We answer the most common questions about the calculator's prices and how to read them.

Frequently Asked Questions

Direct answers to the most common questions on this topic.

Are these prices fixed or can they change in my case?

They are starting prices from our real catalog, the same ones the calculator uses. Every project is shown as an honest range: from the catalog price to +15%, rounded to the nearest €50. The final price is confirmed in a 30-minute call once we understand your case, and it stays within that range unless the scope genuinely changes.

Why does an online store cost more than a corporate website?

Because it has more technical surface: payments, shipping, catalog, coupons, GDPR... At the same tier, the difference goes from +25% (€11,250 vs €9,000) to +56% (€1,875 vs €1,200). It also shows in the recurring side: store maintenance is €350/mo versus €60/mo for a website.

How much does adding extra languages cost?

It's the only line without a fixed price in the calculator. In the custom website, the premium website and the advanced e-commerce, multilanguage is already included in the base price. In the other tiers it's adjusted on the call, because it depends on the volume of content to translate.

Can the numbers in this article and in the calculator differ?

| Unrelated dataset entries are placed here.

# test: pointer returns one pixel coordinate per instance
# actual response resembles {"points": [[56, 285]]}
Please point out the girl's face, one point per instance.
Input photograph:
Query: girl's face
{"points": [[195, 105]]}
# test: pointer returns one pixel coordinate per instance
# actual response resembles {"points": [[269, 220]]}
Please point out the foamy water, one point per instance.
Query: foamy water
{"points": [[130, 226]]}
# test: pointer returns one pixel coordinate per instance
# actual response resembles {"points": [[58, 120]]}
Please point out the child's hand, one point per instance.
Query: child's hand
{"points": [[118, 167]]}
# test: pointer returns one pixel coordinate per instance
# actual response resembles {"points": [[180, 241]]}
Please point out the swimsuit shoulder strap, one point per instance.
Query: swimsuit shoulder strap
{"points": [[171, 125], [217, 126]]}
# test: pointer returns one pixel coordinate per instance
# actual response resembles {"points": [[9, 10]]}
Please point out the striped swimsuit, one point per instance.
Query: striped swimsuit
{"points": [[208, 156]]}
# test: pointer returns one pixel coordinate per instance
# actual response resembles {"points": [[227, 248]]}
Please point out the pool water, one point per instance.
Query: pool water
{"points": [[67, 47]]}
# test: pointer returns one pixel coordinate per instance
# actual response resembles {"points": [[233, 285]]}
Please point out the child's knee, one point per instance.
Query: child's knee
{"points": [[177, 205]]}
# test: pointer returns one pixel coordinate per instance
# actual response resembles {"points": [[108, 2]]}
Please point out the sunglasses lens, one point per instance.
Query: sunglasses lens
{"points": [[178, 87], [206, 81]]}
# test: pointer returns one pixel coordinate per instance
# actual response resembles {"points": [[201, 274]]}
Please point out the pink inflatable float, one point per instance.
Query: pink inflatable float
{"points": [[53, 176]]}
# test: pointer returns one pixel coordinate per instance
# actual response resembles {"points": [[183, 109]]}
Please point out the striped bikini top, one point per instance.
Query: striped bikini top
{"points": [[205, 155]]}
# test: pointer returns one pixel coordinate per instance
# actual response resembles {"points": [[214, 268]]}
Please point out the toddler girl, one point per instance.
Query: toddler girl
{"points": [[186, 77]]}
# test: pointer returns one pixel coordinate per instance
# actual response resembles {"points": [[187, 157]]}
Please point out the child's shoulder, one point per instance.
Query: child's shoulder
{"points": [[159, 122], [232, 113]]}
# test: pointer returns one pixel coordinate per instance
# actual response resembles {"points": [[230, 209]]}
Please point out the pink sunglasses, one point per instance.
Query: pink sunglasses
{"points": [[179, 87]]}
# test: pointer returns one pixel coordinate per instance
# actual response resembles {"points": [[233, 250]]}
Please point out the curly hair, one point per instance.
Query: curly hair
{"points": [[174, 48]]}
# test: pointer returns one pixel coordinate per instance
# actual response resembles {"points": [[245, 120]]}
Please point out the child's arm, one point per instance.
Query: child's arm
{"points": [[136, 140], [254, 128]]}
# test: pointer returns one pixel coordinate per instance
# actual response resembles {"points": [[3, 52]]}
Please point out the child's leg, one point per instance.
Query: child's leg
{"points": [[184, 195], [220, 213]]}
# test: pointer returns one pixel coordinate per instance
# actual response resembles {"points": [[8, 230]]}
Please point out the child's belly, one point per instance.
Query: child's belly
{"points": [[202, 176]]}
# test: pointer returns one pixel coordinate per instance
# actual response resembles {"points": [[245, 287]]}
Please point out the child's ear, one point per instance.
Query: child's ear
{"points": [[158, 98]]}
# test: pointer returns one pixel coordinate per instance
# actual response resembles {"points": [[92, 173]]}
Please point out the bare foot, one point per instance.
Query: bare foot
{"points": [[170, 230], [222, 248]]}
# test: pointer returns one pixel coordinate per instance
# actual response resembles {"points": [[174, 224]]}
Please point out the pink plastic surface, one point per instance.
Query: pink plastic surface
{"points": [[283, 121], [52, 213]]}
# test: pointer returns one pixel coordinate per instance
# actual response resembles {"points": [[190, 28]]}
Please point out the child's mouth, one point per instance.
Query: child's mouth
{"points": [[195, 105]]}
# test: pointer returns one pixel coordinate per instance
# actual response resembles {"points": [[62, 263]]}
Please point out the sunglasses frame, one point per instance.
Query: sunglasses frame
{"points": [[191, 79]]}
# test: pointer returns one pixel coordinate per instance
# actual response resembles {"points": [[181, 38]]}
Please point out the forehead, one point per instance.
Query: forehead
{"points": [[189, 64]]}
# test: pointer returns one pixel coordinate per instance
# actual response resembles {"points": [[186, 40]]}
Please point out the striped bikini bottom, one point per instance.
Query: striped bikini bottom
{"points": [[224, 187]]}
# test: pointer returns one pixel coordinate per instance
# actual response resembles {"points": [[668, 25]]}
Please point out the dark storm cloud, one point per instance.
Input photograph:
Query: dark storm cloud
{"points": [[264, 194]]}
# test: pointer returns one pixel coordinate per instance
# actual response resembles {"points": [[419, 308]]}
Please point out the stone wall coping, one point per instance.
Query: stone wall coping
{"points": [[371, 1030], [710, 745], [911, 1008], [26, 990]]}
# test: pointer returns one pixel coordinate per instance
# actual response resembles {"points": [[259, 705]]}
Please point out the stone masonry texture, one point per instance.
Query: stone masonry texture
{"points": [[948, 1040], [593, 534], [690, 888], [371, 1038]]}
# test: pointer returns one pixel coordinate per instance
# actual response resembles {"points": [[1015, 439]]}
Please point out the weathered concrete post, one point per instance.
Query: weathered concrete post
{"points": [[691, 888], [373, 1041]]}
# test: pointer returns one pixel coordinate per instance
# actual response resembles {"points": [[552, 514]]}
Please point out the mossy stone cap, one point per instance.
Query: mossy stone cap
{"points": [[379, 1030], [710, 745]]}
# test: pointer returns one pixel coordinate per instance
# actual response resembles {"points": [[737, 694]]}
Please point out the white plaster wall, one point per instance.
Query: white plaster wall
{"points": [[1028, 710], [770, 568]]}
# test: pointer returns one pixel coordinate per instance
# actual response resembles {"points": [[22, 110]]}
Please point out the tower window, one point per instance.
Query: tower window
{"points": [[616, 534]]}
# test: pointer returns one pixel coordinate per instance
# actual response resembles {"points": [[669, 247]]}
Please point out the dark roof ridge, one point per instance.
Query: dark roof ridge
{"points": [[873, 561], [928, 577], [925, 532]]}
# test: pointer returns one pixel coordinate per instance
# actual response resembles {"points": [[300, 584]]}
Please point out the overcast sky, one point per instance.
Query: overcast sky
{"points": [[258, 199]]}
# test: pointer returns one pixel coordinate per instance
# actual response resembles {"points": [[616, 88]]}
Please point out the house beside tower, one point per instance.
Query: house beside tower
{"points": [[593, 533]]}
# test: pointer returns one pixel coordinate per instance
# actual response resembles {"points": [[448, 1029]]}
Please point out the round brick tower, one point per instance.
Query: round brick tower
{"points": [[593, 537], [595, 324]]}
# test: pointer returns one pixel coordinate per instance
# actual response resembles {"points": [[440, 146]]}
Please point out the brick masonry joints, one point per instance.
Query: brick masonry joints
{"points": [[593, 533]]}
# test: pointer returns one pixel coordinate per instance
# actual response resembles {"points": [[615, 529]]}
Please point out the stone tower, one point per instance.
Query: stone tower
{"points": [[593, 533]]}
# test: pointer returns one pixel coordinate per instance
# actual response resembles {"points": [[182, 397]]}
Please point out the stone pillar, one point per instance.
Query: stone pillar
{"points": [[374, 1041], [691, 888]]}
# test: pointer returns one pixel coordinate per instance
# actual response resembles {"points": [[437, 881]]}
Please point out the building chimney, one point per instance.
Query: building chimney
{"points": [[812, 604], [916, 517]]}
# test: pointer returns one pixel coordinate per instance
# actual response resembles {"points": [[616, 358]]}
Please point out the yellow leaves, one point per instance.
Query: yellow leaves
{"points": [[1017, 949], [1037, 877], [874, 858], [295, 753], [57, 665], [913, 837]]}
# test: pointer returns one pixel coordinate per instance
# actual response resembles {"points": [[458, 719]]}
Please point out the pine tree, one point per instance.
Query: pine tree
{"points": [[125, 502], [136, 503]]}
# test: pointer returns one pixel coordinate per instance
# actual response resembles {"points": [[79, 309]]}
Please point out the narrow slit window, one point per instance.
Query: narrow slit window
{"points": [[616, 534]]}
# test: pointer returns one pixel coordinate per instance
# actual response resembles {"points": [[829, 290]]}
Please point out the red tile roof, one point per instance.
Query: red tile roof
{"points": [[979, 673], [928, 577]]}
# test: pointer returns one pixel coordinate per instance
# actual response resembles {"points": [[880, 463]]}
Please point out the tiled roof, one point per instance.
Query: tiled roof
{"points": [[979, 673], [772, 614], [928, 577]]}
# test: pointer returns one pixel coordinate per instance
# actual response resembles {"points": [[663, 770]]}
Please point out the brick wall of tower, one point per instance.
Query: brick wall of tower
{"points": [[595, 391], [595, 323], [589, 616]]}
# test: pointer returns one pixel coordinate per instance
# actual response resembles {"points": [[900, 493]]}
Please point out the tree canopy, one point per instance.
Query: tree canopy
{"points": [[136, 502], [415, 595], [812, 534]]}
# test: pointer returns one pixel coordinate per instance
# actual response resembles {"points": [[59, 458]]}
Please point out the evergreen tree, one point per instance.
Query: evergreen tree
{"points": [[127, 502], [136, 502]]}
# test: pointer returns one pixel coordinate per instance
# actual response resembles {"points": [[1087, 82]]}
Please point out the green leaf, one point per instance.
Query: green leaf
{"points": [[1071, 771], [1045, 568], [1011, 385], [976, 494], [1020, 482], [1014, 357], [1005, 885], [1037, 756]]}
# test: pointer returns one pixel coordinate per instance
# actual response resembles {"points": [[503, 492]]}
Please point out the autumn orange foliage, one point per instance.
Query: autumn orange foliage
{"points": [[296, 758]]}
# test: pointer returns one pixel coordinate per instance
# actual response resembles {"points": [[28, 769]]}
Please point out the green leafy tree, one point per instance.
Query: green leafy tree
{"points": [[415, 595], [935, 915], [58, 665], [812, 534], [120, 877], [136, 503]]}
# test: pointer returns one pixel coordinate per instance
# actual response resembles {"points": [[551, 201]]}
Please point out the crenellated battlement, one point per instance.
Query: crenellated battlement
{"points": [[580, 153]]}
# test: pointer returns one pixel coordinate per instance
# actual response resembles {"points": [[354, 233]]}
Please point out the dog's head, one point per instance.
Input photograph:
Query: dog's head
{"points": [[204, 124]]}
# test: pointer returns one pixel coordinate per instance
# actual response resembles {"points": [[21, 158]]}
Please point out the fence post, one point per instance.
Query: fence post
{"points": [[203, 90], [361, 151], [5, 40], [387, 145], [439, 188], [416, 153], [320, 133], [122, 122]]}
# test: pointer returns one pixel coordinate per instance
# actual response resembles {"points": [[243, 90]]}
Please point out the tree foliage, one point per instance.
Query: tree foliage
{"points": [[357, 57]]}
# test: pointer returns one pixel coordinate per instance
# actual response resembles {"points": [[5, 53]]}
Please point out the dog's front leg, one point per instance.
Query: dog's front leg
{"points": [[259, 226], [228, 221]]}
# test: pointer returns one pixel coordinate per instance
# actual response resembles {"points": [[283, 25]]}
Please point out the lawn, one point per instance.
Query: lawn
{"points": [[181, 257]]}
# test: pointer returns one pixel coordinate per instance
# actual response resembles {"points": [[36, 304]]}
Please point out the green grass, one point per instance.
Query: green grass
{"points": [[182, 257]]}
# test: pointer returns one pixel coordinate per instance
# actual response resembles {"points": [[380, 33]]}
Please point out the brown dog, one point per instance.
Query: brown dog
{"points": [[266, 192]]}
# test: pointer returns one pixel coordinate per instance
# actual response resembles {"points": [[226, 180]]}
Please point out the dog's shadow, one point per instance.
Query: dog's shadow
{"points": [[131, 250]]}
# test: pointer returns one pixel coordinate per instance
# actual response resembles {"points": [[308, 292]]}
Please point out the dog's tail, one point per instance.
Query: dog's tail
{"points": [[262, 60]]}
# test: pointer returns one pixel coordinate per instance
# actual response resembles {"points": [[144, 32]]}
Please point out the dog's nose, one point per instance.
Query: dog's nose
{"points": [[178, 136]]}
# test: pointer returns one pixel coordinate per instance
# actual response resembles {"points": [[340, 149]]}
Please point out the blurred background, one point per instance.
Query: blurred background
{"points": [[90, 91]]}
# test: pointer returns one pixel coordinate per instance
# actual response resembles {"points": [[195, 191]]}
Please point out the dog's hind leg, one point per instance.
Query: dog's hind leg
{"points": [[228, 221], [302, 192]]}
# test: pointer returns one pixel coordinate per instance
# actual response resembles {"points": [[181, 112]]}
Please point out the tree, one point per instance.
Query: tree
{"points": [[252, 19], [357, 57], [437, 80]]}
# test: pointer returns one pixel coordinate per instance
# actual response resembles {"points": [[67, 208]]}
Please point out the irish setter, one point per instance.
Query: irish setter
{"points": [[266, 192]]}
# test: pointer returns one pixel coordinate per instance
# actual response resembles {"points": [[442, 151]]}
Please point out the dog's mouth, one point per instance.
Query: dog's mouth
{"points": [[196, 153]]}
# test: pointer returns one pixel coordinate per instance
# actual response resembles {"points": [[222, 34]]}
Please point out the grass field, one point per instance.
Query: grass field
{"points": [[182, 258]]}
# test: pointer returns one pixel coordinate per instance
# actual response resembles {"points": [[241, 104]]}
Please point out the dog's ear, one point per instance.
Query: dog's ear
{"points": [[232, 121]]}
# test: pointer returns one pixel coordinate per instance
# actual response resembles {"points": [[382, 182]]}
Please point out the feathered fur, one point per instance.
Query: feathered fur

This article reflects the catalog as of July 2026. If we ever update our rates, the calculator is the living source and overrides the article. If you spot a difference, the correct figure is the calculator's.

Can I cite these figures on my blog or publication?

Yes, with a link to the source. All amounts come from our real service catalog and you can verify them in the public calculator. If it's useful, the calculator page even offers the option to embed it on your own website.